Express.js: CORS and Cross-Origin Resource Sharing

In this article, we’ll cover Cross-Origin Resource Sharing (CORS) in Express.js applications. CORS is a security feature that restricts how resources on a web page can be requested from another domain. Understanding and configuring CORS is essential when building applications that need to interact with APIs from different domains.

What is CORS?

CORS is a security mechanism implemented by web browsers to prevent unwanted or malicious cross-origin HTTP requests. By default, browsers block requests from one origin (domain, protocol, or port) to another unless the server explicitly allows it.

For example, if your frontend is hosted on http://localhost:3000 and it attempts to fetch data from an API at http://api.example.com, the request will be blocked unless http://api.example.com has set the appropriate CORS headers.

Enabling CORS in Express.js

To enable CORS in Express.js, you can use the cors middleware package, which simplifies adding the required headers to allow cross-origin requests.

Step 1: Install the CORS Middleware

First, install the cors package.

npm install cors

Step 2: Configuring CORS in Your Application

In your app.ts file, import and use the cors middleware.

import express from 'express';
import cors from 'cors';

const app = express();
app.use(cors()); // Enables CORS for all routes

app.listen(3000, () => {
    console.log('Server running on http://localhost:3000');
});

By default, this configuration will allow requests from any origin. However, you can customize the settings to specify allowed origins, methods, and headers.

Step 3: Configuring Specific CORS Options

To allow CORS only for certain origins, define the origins in the cors options. Here’s an example of how to allow only requests from http://localhost:3000:

const corsOptions = {
    origin: 'http://localhost:3000',
    optionsSuccessStatus: 200
};

app.use(cors(corsOptions));

You can also allow multiple origins by using an array:

const corsOptions = {
    origin: ['http://localhost:3000', 'http://example.com'],
    optionsSuccessStatus: 200
};

app.use(cors(corsOptions));

Allowing Specific HTTP Methods and Headers

If you want to restrict the allowed HTTP methods or headers, configure them in the cors options as follows:

const corsOptions = {
    origin: 'http://localhost:3000',
    methods: ['GET', 'POST', 'PUT'], // Allowed methods
    allowedHeaders: ['Content-Type', 'Authorization'], // Allowed headers
    optionsSuccessStatus: 200
};

app.use(cors(corsOptions));

Handling CORS for Specific Routes

In some cases, you may want to apply CORS only to certain routes rather than the entire application. You can apply the cors middleware selectively:

app.get('/public-data', cors(), (req, res) => {
    res.json({ message: 'This data is publicly accessible' });
});

app.get('/restricted-data', (req, res) => {
    res.json({ message: 'This data is restricted' });
});

In the example above, the /public-data route allows cross-origin requests, while /restricted-data does not.

Testing CORS

To test CORS, you can use tools like Postman or curl to see if the server responds with the appropriate headers. Additionally, you can check for CORS errors in the browser's developer console.

Common CORS Issues

1. Missing CORS Headers: Ensure the server includes the necessary Access-Control-Allow-Origin header for cross-origin requests.
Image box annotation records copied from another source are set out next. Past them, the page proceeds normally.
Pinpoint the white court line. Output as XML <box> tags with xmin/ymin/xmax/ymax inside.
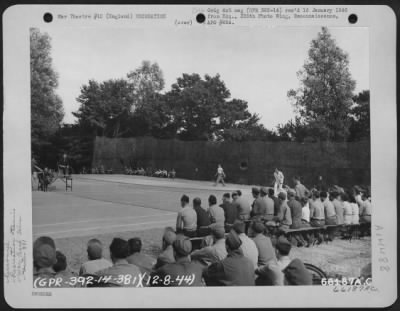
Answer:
<box><xmin>33</xmin><ymin>213</ymin><xmax>176</xmax><ymax>228</ymax></box>
<box><xmin>34</xmin><ymin>220</ymin><xmax>176</xmax><ymax>235</ymax></box>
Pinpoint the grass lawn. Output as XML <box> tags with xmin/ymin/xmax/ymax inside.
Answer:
<box><xmin>55</xmin><ymin>228</ymin><xmax>371</xmax><ymax>277</ymax></box>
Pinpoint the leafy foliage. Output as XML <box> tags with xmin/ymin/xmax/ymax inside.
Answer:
<box><xmin>349</xmin><ymin>90</ymin><xmax>371</xmax><ymax>141</ymax></box>
<box><xmin>73</xmin><ymin>79</ymin><xmax>133</xmax><ymax>137</ymax></box>
<box><xmin>127</xmin><ymin>61</ymin><xmax>165</xmax><ymax>109</ymax></box>
<box><xmin>288</xmin><ymin>27</ymin><xmax>355</xmax><ymax>141</ymax></box>
<box><xmin>30</xmin><ymin>28</ymin><xmax>64</xmax><ymax>153</ymax></box>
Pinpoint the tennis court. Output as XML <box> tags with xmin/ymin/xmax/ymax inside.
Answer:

2. Preflight Requests: For complex requests, browsers send an OPTIONS request before the actual request. Make sure your server can handle this.

3. Incorrect Allowed Origins: Double-check the allowed origins to ensure they match your frontend’s URL.

Conclusion

Configuring CORS in Express.js allows secure cross-origin requests while preventing unwanted access. The cors middleware provides flexibility in controlling which origins, methods, and headers are permitted, making it easy to build secure APIs that interact with different clients.